The executive order on workforce development that Gov. Josh Shapiro signed Monday is exciting news, the leader of Lancaster County’s Workforce Development Board said.
“This is great to see and sends the message that we must do something innovative and different to meet the workforce challenges of today,” said Anna Ramos, the executive director of the board, which is charged with overseeing Lancaster County’s workforce development strategies and services.
The order that Shapiro signed Monday creates the Commonwealth Workforce Transformation Program, or CWTP. Under it, the commonwealth will reserve at least 3% of the money it receives through the Biden administration’s two mammoth infrastructure bills — the Infrastructure Investment & Jobs Act and the Inflation Reduction Act — for job training.
Companies, contractors, unions and nonprofits doing work funded by the bills will be eligible to receive up to $40,000 in grants per worker to offset training costs, up to $400,000 per organization.
The CWTP is the first initiative of its kind in the U.S., the Shapiro administration said. As much as $400 million could be channeled through it over the next five years, making it the largest single public investment in workforce training in Pennsylvania history.
Funding can be used for pre-apprenticeship and apprenticeship programs, setting up training programs and the cost of using training facilities. It can also be used for wraparound services that trainees might need, such as childcare, housing support, equipment, uniforms, testing and transportation.
“The Commonwealth Workforce Transformation Program will help train the next generation of skilled workers in Pennsylvania and break down barriers that shut too many workers out of real opportunity,” Shapiro said in a statement.

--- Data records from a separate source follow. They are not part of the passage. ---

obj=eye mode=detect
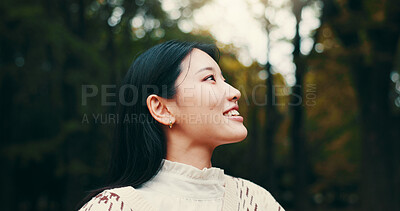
[204,75,215,81]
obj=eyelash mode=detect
[204,75,216,81]
[204,75,228,83]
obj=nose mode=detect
[227,84,241,102]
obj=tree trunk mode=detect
[290,1,309,210]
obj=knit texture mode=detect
[80,175,284,211]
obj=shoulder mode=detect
[227,175,284,211]
[79,186,152,211]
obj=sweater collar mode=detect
[143,160,225,200]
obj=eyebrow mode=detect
[196,67,226,80]
[196,67,223,76]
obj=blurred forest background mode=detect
[0,0,400,211]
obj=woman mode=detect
[81,41,283,211]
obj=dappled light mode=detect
[0,0,400,211]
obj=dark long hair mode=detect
[79,41,219,207]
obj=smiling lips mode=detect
[224,105,243,122]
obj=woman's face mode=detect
[169,49,247,147]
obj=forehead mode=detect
[181,48,220,76]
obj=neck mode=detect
[166,129,215,169]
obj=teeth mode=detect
[224,110,240,117]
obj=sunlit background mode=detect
[0,0,400,211]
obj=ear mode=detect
[146,94,175,125]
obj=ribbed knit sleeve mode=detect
[227,178,284,211]
[79,186,154,211]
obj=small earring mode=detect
[169,120,172,128]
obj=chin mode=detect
[229,125,247,143]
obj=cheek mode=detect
[199,86,223,110]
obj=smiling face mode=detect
[171,49,247,147]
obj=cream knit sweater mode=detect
[80,160,284,211]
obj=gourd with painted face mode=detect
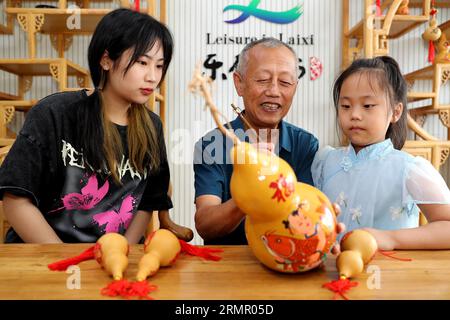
[230,142,336,273]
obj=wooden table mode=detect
[0,244,450,300]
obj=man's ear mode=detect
[233,71,244,97]
[391,102,403,123]
[100,50,113,71]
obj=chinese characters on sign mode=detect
[203,53,312,80]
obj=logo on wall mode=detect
[223,0,303,24]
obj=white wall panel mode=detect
[0,0,450,243]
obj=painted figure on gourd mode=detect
[190,66,337,273]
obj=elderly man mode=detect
[194,38,318,245]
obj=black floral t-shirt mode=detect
[0,90,172,243]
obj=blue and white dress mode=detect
[311,139,450,236]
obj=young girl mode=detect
[312,57,450,250]
[0,9,173,243]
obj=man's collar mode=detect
[230,116,292,152]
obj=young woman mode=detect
[0,9,173,243]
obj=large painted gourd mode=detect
[230,143,336,273]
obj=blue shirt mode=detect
[194,117,319,245]
[312,139,450,241]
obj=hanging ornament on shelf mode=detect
[422,1,442,63]
[375,0,381,17]
[396,0,409,16]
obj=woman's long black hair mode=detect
[78,8,173,178]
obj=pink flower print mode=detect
[93,196,133,233]
[62,175,109,210]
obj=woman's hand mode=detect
[362,228,396,251]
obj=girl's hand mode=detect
[362,228,396,251]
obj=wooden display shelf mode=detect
[0,24,13,34]
[408,92,436,102]
[341,0,431,69]
[5,8,111,34]
[402,140,450,170]
[405,63,450,121]
[346,15,429,39]
[409,0,450,8]
[0,58,89,95]
[0,92,20,100]
[0,58,89,76]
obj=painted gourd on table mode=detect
[230,143,336,273]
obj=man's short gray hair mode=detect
[236,37,298,76]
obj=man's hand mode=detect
[252,142,275,153]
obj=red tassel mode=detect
[376,0,381,17]
[48,246,96,271]
[322,279,358,300]
[378,250,412,261]
[428,40,436,63]
[179,240,223,261]
[101,279,158,300]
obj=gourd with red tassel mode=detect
[323,229,378,300]
[336,230,378,279]
[136,229,181,281]
[48,232,129,280]
[422,8,442,63]
[136,229,223,282]
[396,0,409,15]
[94,233,129,280]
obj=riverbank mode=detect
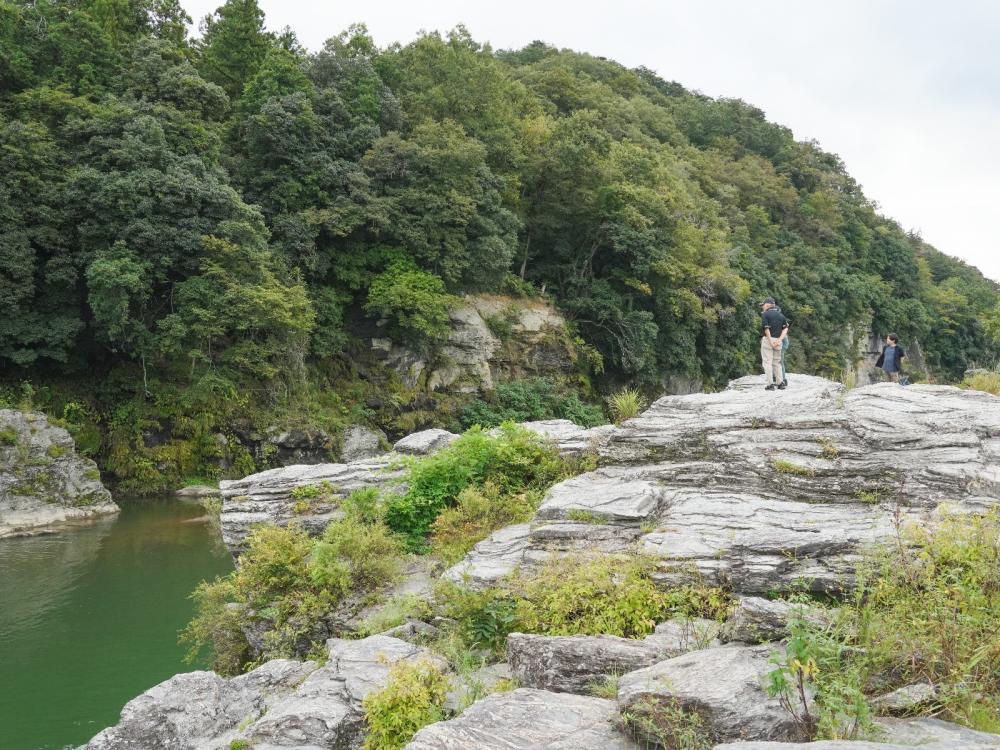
[0,498,232,750]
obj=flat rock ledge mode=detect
[446,375,1000,596]
[80,635,447,750]
[0,409,118,539]
[219,419,614,555]
[618,645,805,746]
[507,620,716,695]
[406,688,639,750]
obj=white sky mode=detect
[182,0,1000,281]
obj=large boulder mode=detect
[618,646,805,745]
[392,428,458,456]
[219,455,401,554]
[340,424,385,463]
[507,633,681,695]
[406,688,638,750]
[447,375,1000,596]
[0,409,118,539]
[82,636,447,750]
[719,596,829,643]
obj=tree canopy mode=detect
[0,0,1000,394]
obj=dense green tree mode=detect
[198,0,274,100]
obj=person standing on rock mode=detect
[875,333,906,383]
[760,297,788,391]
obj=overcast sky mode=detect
[182,0,1000,281]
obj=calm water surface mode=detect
[0,498,233,750]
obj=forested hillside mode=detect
[0,0,1000,488]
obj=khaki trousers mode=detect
[760,336,781,385]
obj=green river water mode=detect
[0,500,233,750]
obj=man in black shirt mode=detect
[760,297,788,391]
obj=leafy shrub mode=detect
[768,511,1000,738]
[181,516,402,674]
[431,482,541,565]
[515,555,727,638]
[365,262,454,344]
[435,555,729,652]
[622,698,715,750]
[608,388,646,424]
[962,370,1000,396]
[309,516,403,594]
[386,425,576,550]
[771,458,816,477]
[851,510,1000,732]
[765,613,874,739]
[459,378,606,429]
[435,581,523,653]
[361,660,449,750]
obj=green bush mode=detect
[386,425,579,550]
[515,555,727,638]
[769,511,1000,738]
[431,482,542,565]
[309,516,403,594]
[361,661,449,750]
[181,516,402,674]
[962,371,1000,396]
[365,262,454,344]
[435,555,729,652]
[608,388,646,424]
[459,378,607,429]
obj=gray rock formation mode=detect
[371,294,575,393]
[392,428,458,456]
[618,646,804,744]
[507,633,676,695]
[507,619,718,695]
[340,424,385,464]
[219,455,401,554]
[714,718,1000,750]
[0,409,118,539]
[219,419,613,555]
[719,596,829,643]
[406,688,638,750]
[447,375,1000,594]
[82,636,446,750]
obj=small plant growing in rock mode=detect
[819,438,840,461]
[608,388,646,424]
[587,674,621,701]
[621,698,714,750]
[361,660,449,750]
[566,508,607,524]
[771,458,816,477]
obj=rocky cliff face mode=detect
[0,409,118,538]
[371,294,575,393]
[446,375,1000,593]
[80,376,1000,750]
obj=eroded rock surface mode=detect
[406,688,638,750]
[82,635,447,750]
[0,409,118,539]
[447,375,1000,594]
[507,633,678,695]
[719,596,829,643]
[618,646,804,744]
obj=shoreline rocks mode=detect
[0,409,118,539]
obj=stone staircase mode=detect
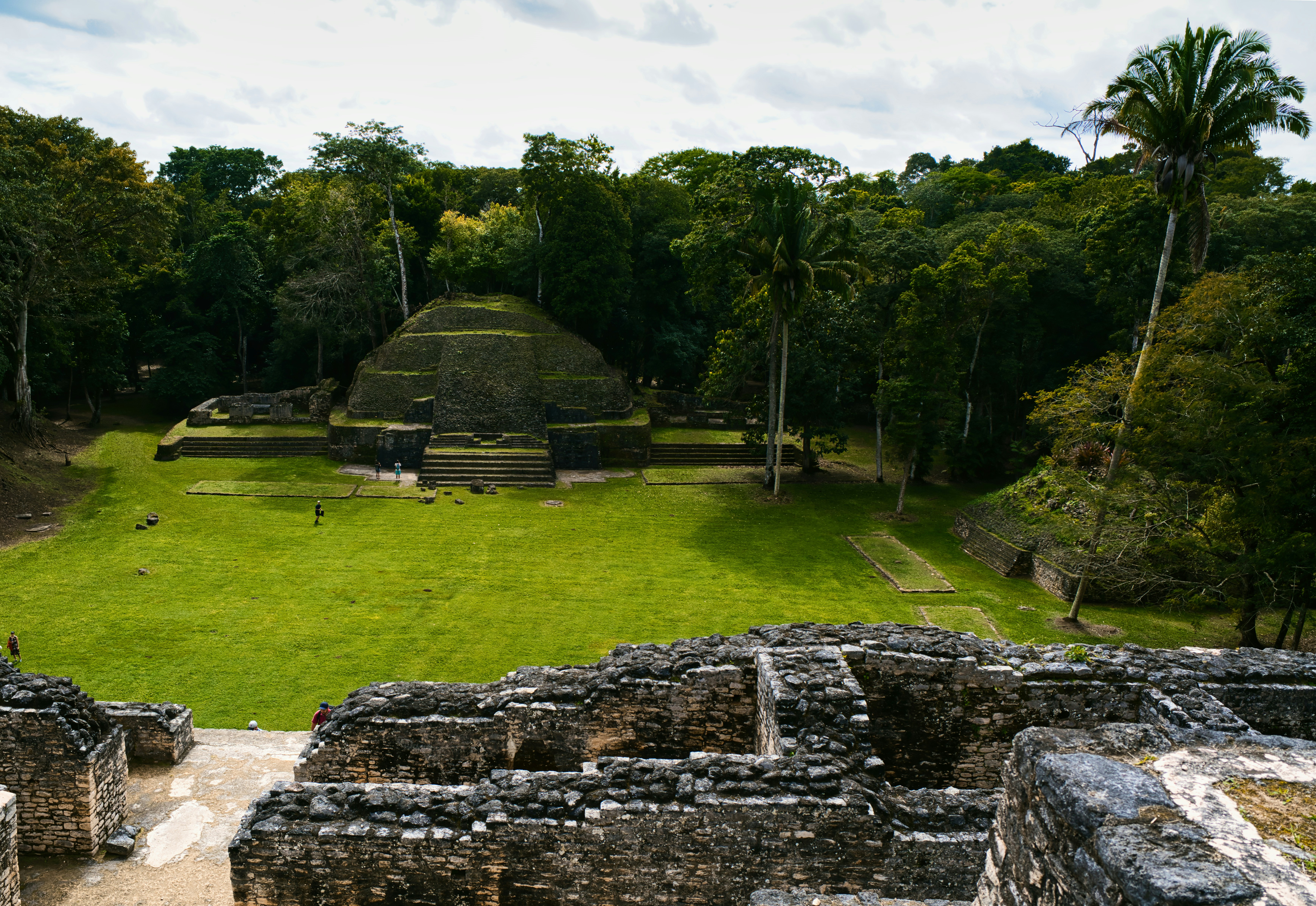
[179,435,329,457]
[961,523,1033,577]
[417,435,558,487]
[649,444,799,468]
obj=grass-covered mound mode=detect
[962,457,1192,603]
[347,295,630,437]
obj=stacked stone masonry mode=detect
[0,661,192,858]
[0,789,18,906]
[951,512,1101,600]
[230,623,1316,906]
[100,702,192,764]
[975,724,1316,906]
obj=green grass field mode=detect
[0,425,1263,730]
[187,481,360,498]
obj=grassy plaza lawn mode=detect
[0,416,1258,730]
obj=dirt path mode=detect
[20,730,311,906]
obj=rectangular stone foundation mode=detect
[0,790,18,906]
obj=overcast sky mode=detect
[0,0,1316,179]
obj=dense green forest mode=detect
[8,23,1316,644]
[0,108,1316,466]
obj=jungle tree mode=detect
[1069,25,1311,620]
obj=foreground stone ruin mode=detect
[229,623,1316,906]
[0,661,192,906]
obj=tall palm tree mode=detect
[740,178,865,494]
[1069,24,1311,620]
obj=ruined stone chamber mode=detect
[330,296,649,485]
[0,665,128,856]
[230,623,1316,906]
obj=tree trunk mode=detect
[233,303,246,394]
[388,182,411,321]
[534,204,543,308]
[961,308,991,438]
[1067,208,1179,620]
[12,296,36,437]
[1275,595,1298,649]
[1294,587,1311,650]
[874,353,883,485]
[83,382,101,428]
[773,317,791,497]
[1238,541,1261,648]
[896,446,919,516]
[763,310,782,482]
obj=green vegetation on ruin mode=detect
[0,413,1274,730]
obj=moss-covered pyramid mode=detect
[347,295,630,437]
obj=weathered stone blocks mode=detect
[100,702,192,764]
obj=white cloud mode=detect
[800,7,887,46]
[0,0,197,42]
[0,0,1316,179]
[636,0,717,46]
[644,63,721,104]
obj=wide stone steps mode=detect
[649,444,799,466]
[179,436,329,458]
[419,444,557,487]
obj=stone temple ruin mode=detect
[229,623,1316,906]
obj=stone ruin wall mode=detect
[0,664,192,858]
[975,724,1316,906]
[99,702,193,764]
[230,624,1316,906]
[0,789,20,906]
[0,707,128,856]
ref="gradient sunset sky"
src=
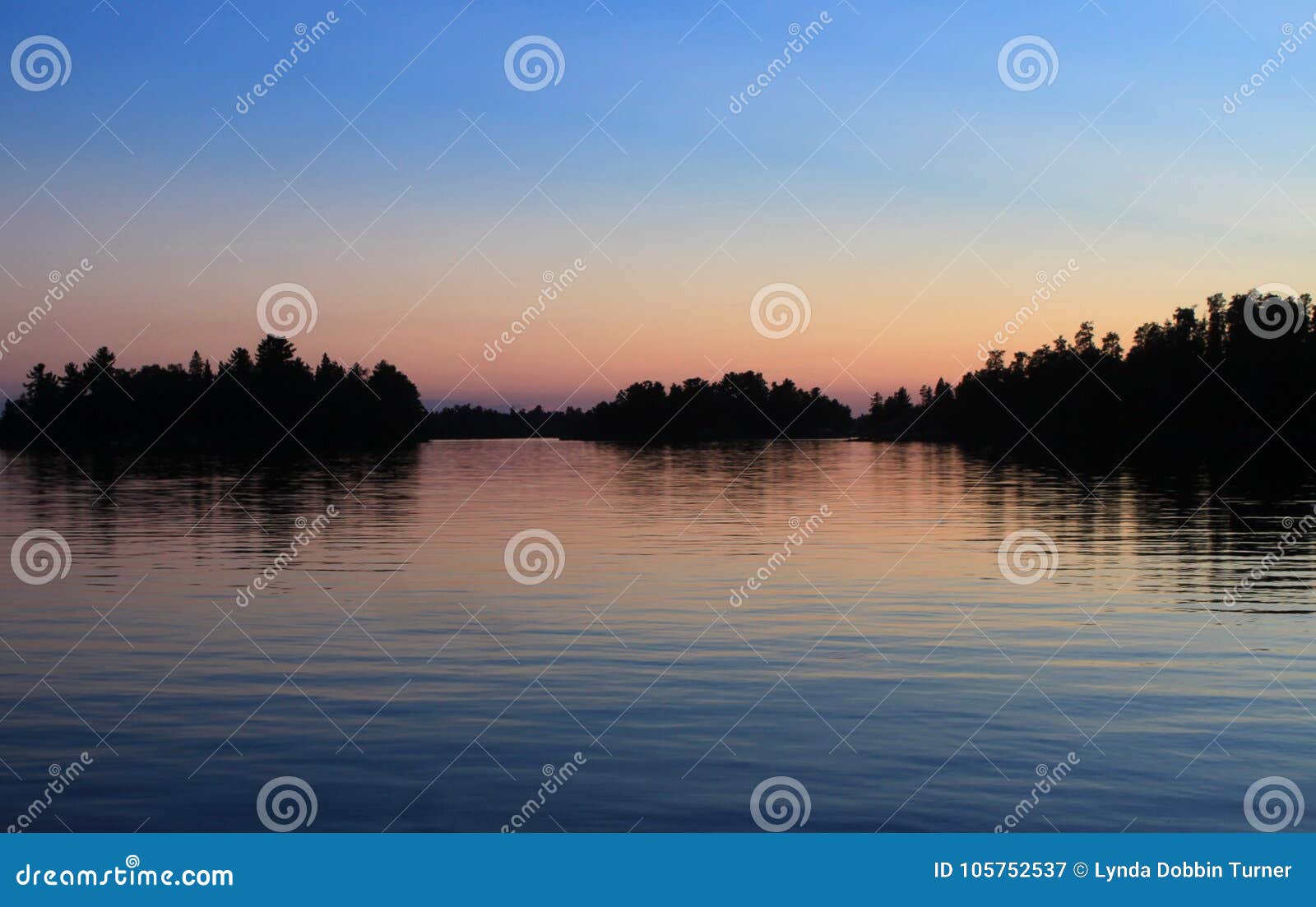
[0,0,1316,407]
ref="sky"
[0,0,1316,407]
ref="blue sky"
[0,0,1316,403]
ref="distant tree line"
[860,292,1316,478]
[425,371,854,443]
[0,291,1316,470]
[0,335,425,454]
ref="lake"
[0,440,1316,832]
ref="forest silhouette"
[0,292,1316,469]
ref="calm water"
[0,441,1316,832]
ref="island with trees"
[0,292,1316,481]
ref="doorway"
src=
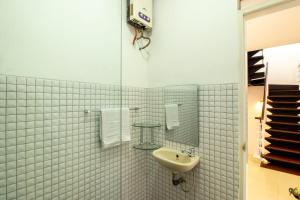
[242,1,300,200]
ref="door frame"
[238,0,300,200]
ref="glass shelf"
[132,122,161,128]
[133,142,161,150]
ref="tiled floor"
[247,158,300,200]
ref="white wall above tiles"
[148,0,239,87]
[0,0,121,84]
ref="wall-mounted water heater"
[127,0,153,30]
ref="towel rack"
[84,107,141,113]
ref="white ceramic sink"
[152,147,199,172]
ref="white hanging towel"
[122,108,131,142]
[165,104,179,130]
[100,108,130,148]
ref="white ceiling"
[246,6,300,51]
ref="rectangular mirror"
[164,85,199,146]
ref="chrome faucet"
[181,148,195,157]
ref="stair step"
[267,108,300,112]
[267,100,300,108]
[248,49,262,58]
[249,78,266,86]
[250,72,265,80]
[269,84,299,90]
[267,114,300,120]
[268,95,300,99]
[248,64,265,75]
[266,128,300,136]
[265,136,300,145]
[267,108,300,116]
[269,90,300,96]
[265,144,300,155]
[263,153,300,166]
[266,121,300,127]
[260,163,300,176]
[248,56,264,66]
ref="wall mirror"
[164,85,199,146]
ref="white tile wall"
[0,75,239,200]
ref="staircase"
[261,85,300,175]
[248,49,266,86]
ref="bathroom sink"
[152,147,199,172]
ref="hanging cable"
[136,30,151,51]
[132,28,138,46]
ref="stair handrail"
[261,62,269,121]
[259,62,269,162]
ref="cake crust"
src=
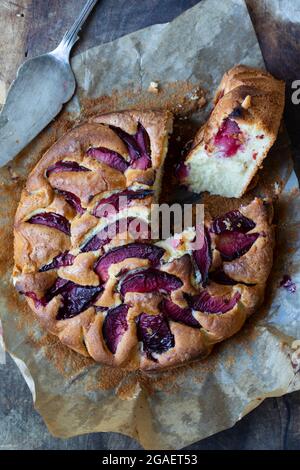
[13,111,274,370]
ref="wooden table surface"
[0,0,300,450]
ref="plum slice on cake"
[180,66,285,197]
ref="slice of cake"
[180,65,285,197]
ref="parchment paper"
[0,0,300,449]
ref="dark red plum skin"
[160,299,201,328]
[46,160,91,177]
[136,313,175,362]
[57,190,84,215]
[110,122,151,170]
[190,291,241,314]
[87,147,129,173]
[95,242,165,282]
[43,278,103,320]
[210,210,256,234]
[280,274,297,294]
[102,304,129,354]
[93,189,153,217]
[27,212,71,235]
[119,268,183,297]
[81,217,151,253]
[39,251,75,273]
[214,118,242,158]
[193,227,212,287]
[216,232,259,261]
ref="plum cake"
[180,65,285,197]
[13,111,273,370]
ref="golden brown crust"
[14,106,273,369]
[186,65,285,197]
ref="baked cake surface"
[13,111,273,370]
[180,65,285,197]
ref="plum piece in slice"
[27,212,70,235]
[87,147,129,173]
[160,299,201,328]
[190,291,241,313]
[39,251,75,273]
[136,313,175,362]
[57,190,84,215]
[210,210,256,234]
[95,243,165,282]
[214,118,242,158]
[44,278,103,320]
[81,217,151,253]
[193,227,212,286]
[46,160,91,176]
[102,304,129,354]
[216,232,259,261]
[119,268,183,297]
[20,291,47,308]
[93,189,153,217]
[209,269,237,286]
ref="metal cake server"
[0,0,98,166]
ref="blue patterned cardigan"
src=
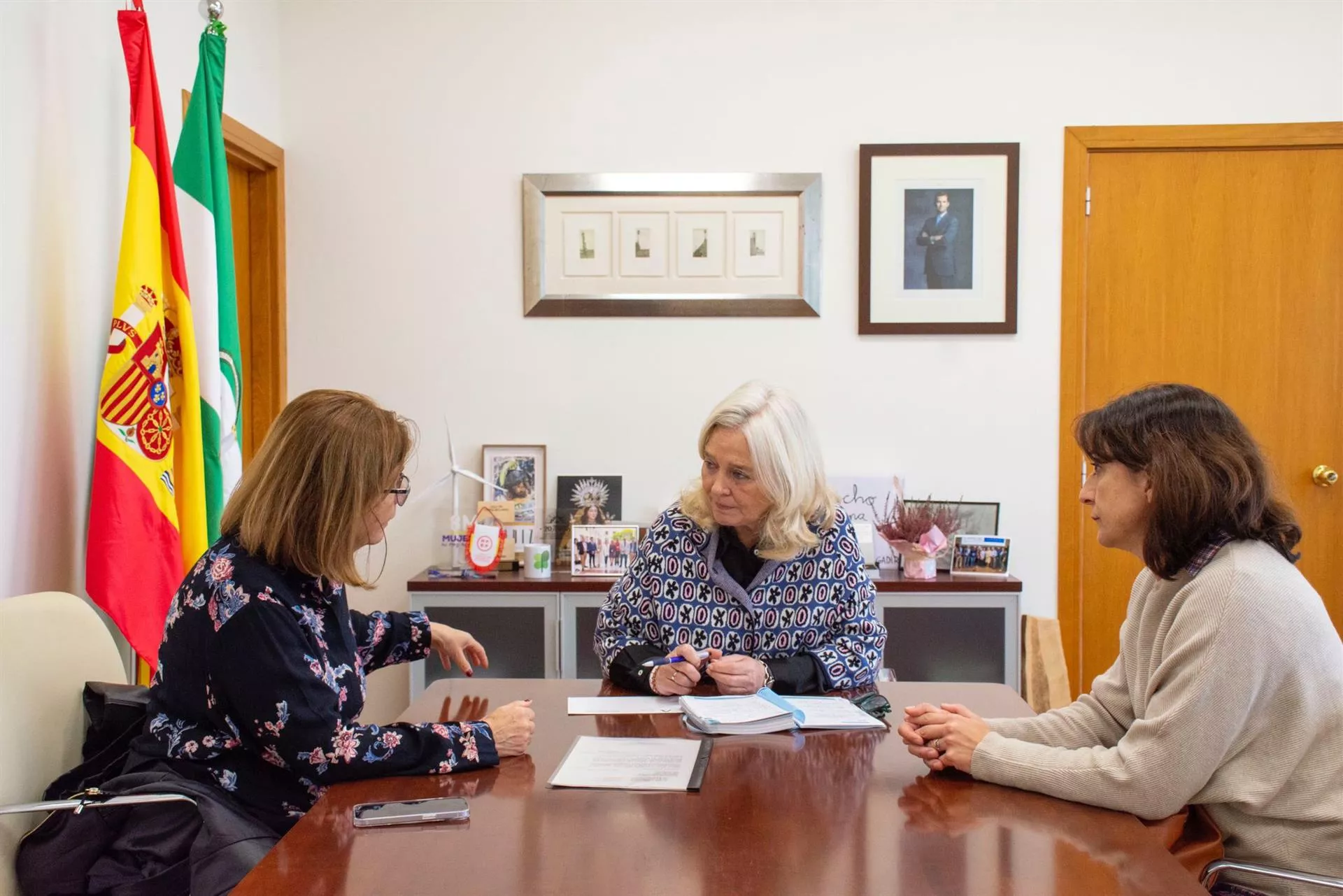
[594,502,886,690]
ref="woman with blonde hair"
[127,390,534,834]
[594,383,886,695]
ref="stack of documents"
[548,736,713,790]
[681,688,886,735]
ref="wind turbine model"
[439,414,508,517]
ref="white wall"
[0,0,283,620]
[282,0,1343,715]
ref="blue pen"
[644,650,709,669]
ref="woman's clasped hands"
[648,643,723,697]
[897,702,988,774]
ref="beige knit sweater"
[971,541,1343,896]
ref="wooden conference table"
[234,678,1203,896]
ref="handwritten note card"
[826,476,900,567]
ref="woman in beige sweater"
[900,385,1343,896]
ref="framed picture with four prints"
[858,143,1019,334]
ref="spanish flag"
[85,0,208,668]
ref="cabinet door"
[425,603,555,685]
[879,592,1021,689]
[560,592,606,678]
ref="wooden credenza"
[406,569,1022,700]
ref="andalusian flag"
[85,0,208,667]
[173,28,243,541]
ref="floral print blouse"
[136,536,498,833]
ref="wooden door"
[1058,124,1343,690]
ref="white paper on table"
[569,697,681,716]
[681,693,787,725]
[783,697,886,728]
[546,735,711,790]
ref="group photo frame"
[523,173,822,317]
[569,522,639,578]
[858,143,1021,334]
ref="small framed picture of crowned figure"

“We’re going to build Pennsylvania’s infrastructure with the best, most highly-trained workforce in the country — and this initiative will be a model for other states to follow.”
The CWTP will promote equity and the economic security of marginalized groups, the state says, by supporting a wide range of training opportunities, encouraging the hiring of unemployed and formerly incarcerated individuals “and rewarding those who maintain the highest workplace standards.” It estimates up to 10,000 new jobs could be created.
The initiative will be headed by an executive director and administered within the state Department of Labor & Industry.
Ramos highlighted the opportunities offered by the funding for apprenticeship programs.
“Businesses have been reluctant to invest in apprenticeships because they fear they are too cumbersome,” she said, “but with this funding being available and the Apprenticeship Navigators we have in the county to assist them, this will be a great growth opportunity.”
With the Baby Boomer generation rapidly aging out of the labor market, Lancaster County faces the potential of workforce shortages unless it takes action now, she said. A recent study by the Center for Regional Analysis at the Economic Development Co. of Lancaster County estimated that 12,400 workers a year will be needed just to fill positions vacated by retirements and other workforce exits. (The county’s total labor force is about 270,000 individuals.)
The time to build a workforce pipeline of well-trained younger workers is now, Ramos said.
The Lancaster County Workforce Development Board “is in a position to lead,” she said. With regard to the Commonwealth Workforce Transformation Program, “we will be working closely with Department of Labor and Industry and (are) ready to assist in education and the deployment of these funds to our local businesses.”